A reactive nervous system response to repeated boundary violations is not the same as being abusive.

Is it always how you want to show up? No. Is it something we work on regulating? Yes.

But your system saying “enough” after being pushed past its limit? That makes sense.



A quick note on women and anger

Women are often socialized to be agreeable, accommodating, and “easy,” so when anger shows up, it gets labeled as “too much” or “bitchy.” The result? A lot of women turn anger inward, soften it, or over-explain it away. But when you disconnect from your anger, you also disconnect from your boundaries—and that’s where resentment quietly builds.



Let me be clear—I get angry too

I’m not a therapist who never loses her cool.

I get angry. Really angry sometimes.

I’ve had moments where I’ve used sharp words, gotten reactive, and walked away thinking, yeah… not my best moment.

That’s real.

What matters most to me—and what I model in therapy—is what happens next.

I repair.


I:

  • acknowledge it

  • take accountability

  • apologize without defensiveness

Because being human means you will have moments that don’t reflect your best self.

It’s the repair that matters.


When anger feels big (because it often does)

Anger isn’t just a thought—it’s physiological.

When you’re in a state of hyperarousal, your system is flooded.

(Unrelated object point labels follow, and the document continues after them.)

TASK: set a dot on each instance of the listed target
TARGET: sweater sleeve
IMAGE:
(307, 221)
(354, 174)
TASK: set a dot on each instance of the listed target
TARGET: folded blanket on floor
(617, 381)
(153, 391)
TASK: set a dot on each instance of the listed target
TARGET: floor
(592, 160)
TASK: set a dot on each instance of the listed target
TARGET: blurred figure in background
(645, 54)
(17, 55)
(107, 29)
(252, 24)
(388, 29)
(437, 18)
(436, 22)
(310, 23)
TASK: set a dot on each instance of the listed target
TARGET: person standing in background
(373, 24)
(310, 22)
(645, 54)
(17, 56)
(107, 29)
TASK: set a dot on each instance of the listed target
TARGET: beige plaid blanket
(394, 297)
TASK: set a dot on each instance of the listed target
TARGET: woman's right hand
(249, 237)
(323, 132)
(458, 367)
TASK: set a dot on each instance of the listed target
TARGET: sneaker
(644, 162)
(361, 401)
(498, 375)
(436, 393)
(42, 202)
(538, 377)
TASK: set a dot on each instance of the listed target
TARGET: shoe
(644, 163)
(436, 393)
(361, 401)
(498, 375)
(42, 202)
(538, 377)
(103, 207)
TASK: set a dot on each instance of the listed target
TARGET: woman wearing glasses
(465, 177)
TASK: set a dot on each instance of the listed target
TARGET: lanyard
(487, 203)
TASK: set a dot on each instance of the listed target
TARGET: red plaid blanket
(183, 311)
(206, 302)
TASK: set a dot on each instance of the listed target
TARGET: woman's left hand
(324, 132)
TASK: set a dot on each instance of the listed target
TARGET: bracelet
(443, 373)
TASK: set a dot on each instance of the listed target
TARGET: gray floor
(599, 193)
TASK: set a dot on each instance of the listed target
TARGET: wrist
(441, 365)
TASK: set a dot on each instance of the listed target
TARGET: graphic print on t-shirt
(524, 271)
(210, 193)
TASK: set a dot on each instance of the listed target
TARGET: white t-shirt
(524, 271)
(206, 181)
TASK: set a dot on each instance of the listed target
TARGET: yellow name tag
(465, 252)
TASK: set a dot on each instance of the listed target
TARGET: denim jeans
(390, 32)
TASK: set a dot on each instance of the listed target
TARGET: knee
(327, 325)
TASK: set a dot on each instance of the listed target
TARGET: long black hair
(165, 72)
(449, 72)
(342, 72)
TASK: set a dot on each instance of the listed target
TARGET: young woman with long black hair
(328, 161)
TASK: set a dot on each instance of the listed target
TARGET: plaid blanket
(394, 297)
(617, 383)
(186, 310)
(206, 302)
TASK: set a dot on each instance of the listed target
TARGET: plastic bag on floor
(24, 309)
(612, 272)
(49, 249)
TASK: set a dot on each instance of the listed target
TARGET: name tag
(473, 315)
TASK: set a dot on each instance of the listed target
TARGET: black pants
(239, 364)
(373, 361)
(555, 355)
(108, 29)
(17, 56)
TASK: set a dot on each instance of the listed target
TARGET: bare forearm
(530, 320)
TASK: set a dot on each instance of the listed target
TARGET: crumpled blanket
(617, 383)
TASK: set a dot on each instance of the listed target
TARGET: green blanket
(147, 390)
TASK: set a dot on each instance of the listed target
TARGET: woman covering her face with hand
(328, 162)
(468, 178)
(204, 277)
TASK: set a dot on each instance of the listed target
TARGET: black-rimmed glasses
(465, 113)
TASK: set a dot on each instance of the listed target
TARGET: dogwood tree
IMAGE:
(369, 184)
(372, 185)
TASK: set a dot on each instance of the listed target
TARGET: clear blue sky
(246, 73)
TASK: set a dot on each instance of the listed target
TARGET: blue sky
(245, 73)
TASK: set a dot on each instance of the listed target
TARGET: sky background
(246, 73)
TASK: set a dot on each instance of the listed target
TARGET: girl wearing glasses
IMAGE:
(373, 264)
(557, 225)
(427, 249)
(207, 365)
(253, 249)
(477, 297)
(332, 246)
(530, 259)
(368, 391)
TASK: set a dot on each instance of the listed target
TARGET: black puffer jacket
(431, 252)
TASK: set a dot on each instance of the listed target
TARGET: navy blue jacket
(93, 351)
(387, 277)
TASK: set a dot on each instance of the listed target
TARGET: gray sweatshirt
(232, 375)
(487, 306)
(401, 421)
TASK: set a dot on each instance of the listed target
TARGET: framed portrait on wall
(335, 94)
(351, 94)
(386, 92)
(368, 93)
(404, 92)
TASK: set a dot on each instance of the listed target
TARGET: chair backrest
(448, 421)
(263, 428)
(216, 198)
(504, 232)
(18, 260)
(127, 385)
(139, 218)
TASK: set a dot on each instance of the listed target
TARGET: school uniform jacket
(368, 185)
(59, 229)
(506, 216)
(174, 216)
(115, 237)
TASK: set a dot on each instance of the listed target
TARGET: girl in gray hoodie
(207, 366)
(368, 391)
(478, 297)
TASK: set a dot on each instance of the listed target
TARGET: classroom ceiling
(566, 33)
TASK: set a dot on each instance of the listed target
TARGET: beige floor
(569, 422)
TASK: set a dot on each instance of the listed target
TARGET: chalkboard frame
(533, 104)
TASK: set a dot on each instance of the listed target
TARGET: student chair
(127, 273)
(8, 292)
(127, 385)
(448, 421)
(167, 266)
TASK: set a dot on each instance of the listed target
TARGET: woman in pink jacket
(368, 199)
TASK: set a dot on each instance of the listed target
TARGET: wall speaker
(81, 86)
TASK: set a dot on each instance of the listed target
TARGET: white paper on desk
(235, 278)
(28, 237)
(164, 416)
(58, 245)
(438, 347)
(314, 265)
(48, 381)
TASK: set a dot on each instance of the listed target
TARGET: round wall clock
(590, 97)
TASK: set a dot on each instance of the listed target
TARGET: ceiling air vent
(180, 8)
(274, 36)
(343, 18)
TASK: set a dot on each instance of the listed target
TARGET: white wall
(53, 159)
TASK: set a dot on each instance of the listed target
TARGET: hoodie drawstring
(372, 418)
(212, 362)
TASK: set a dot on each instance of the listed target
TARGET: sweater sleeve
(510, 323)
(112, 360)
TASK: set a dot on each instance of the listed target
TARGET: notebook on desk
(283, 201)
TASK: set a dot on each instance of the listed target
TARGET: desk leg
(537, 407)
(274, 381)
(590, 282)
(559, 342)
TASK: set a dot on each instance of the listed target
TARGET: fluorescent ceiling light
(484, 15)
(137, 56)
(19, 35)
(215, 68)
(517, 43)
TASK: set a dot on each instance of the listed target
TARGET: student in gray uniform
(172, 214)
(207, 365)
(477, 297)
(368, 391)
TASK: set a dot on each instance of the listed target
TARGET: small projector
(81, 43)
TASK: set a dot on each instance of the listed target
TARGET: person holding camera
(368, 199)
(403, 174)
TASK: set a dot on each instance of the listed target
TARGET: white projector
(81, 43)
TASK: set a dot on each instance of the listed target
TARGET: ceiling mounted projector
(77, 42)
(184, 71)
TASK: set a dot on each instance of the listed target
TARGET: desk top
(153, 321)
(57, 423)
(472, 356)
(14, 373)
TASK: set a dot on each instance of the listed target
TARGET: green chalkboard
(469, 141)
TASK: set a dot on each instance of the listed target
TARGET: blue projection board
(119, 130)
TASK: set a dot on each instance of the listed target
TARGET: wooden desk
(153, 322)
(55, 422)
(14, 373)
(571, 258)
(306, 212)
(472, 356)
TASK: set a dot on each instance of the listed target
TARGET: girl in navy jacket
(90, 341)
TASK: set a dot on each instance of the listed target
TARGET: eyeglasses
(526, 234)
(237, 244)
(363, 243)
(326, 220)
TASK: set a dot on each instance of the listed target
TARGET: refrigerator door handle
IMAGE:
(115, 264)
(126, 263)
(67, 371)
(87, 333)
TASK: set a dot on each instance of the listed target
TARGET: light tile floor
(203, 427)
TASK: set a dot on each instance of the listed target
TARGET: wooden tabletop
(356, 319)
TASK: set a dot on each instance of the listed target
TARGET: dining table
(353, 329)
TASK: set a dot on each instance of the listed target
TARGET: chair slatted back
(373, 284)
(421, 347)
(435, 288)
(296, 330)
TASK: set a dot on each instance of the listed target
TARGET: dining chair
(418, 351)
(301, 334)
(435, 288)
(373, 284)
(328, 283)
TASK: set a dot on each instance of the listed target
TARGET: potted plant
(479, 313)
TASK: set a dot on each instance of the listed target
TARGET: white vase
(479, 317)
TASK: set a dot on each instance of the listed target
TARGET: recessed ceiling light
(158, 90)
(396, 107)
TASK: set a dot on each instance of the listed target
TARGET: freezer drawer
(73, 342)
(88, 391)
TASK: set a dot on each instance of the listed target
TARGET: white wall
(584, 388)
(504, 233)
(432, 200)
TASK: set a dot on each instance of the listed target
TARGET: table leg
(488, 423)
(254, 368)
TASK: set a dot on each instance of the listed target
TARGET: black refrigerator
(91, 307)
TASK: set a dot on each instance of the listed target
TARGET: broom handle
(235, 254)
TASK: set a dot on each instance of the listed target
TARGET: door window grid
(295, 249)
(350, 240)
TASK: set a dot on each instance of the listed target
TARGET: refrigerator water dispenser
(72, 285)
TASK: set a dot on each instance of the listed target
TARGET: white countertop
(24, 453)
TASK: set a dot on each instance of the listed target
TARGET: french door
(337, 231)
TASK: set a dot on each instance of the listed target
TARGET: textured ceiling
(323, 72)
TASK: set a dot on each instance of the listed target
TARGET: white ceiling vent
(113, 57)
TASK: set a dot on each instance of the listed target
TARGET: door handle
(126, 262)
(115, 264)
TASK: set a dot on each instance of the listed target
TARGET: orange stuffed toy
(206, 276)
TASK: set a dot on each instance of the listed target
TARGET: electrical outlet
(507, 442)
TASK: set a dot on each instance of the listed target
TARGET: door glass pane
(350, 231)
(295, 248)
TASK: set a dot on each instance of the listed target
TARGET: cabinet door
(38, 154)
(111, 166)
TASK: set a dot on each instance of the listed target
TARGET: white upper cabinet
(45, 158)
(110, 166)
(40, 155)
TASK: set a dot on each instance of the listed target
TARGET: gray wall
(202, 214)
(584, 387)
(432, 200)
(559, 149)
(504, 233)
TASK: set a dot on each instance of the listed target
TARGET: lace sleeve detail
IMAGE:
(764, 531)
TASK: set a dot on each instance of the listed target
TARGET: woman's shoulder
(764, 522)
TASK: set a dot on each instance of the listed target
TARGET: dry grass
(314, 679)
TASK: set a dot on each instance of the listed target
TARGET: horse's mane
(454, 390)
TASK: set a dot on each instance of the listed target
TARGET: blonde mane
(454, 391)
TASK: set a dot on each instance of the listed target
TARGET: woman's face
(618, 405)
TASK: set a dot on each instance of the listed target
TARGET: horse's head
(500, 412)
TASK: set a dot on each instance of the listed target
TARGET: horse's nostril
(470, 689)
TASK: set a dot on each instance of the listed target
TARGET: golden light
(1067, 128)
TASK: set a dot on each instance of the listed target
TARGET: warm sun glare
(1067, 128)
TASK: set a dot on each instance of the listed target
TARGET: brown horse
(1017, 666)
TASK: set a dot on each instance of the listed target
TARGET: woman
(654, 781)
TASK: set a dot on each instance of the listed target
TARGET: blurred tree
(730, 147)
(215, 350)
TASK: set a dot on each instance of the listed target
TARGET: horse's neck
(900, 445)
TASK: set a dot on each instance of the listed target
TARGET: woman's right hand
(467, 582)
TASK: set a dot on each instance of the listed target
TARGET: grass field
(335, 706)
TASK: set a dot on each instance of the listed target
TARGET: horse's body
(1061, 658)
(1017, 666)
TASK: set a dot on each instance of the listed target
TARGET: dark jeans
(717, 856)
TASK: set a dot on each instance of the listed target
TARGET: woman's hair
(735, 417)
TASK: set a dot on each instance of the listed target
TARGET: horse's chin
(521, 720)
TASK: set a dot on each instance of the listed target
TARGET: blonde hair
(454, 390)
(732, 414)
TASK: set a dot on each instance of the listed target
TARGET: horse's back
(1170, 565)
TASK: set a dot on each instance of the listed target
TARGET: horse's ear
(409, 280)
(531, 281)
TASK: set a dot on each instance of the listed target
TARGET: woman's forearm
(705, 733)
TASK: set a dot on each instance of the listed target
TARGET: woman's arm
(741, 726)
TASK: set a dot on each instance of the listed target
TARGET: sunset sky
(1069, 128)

So before you analyze it, regulate it:

  • slow your breathing (longer exhale than inhale)

  • splash cold water on your face

  • move your body (even briefly)

  • name it: “I’m really angry right now”

That helps bring you back into a space where you can respond instead of react.


What I tell my clients

You don’t need to get rid of your anger.

You need to:

  • understand what it’s telling you

  • express it earlier (before it builds)

  • and trust that it belongs


Because anger isn’t what ruins relationships.

Avoidance does. Silence does. Staying past your limits does.


Conclusion

If you’re someone who’s been taught to suppress your anger—or fear it altogether—therapy becomes a place to do the opposite.


I actively encourage my clients:

tell me everything you’re angry about. tell me what felt unfair, what hurt, what crossed the line. tell me where something didn’t align with your values.


Nothing is “too much” in that space.


Because holding onto anger—stuffing it down, minimizing it, pretending it’s not there—is often far more damaging to both the mind and the body. It lingers. It shows up as anxiety, tension, resentment, exhaustion.


But when anger is expressed safely and intentionally—whether in the therapy room, through honest conversation, or through clear communication—it starts to move.


It releases. It organizes. It clarifies. It stops living in you and starts working for you. 


Dear Friend, the goal isn’t to get rid of your anger. It’s to learn how to express it in a way that honors you, your boundaries, and your values—without it taking over. In those moments that it does, repair can be possible.